# CAPSTONE PROJECT: BATTLE OF THE NEIGHBORHOODS

Singapore Visitors Venue Recommendation

I. PURPOSE

This document provides the details of my final peer reviewed assignment for the IBM Data Science Professional Certificate program – Coursera Capstone.

II. INTRODUCTION

Singapore is a small country but now becomes one of the most popular countries in East Asia. There are a lot of websites where travelers can check and retrieve recommendations of places to stay or visit like Airbnb and Booking. However, most of these websites provides recommendation simply based on usual tourist attractions or key residential areas that are mostly expensive or already known for travelers based on certain keywords like "Hotel", or "Backpackers" etc. 

The intention of this project is to collect data from Singapore open data sources and FourSquare API venue recommendations and provide a data driven recommendation that can supplement the recommendation with statistical data.

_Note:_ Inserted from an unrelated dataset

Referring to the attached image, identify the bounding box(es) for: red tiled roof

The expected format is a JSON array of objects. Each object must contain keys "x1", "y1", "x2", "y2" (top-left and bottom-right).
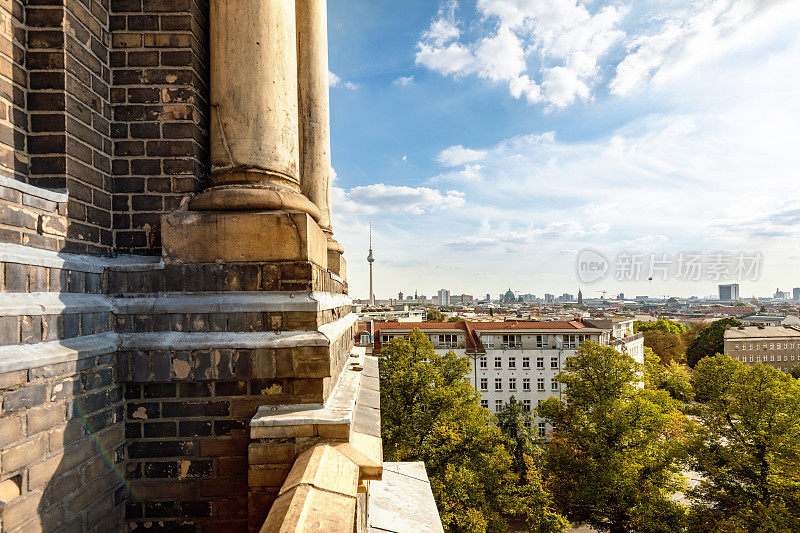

The sample recommender system provides the following use case scenario: A person planning to visit Singapore as a Tourist and looking for a reasonable accommodation. The person wants to receive venue recommendation where he/she can stay or rent an HDB apartment with close proximity to places of interest or search category option. The recommendation should not only present the most viable option, but also present a comparison table of all possible town venues.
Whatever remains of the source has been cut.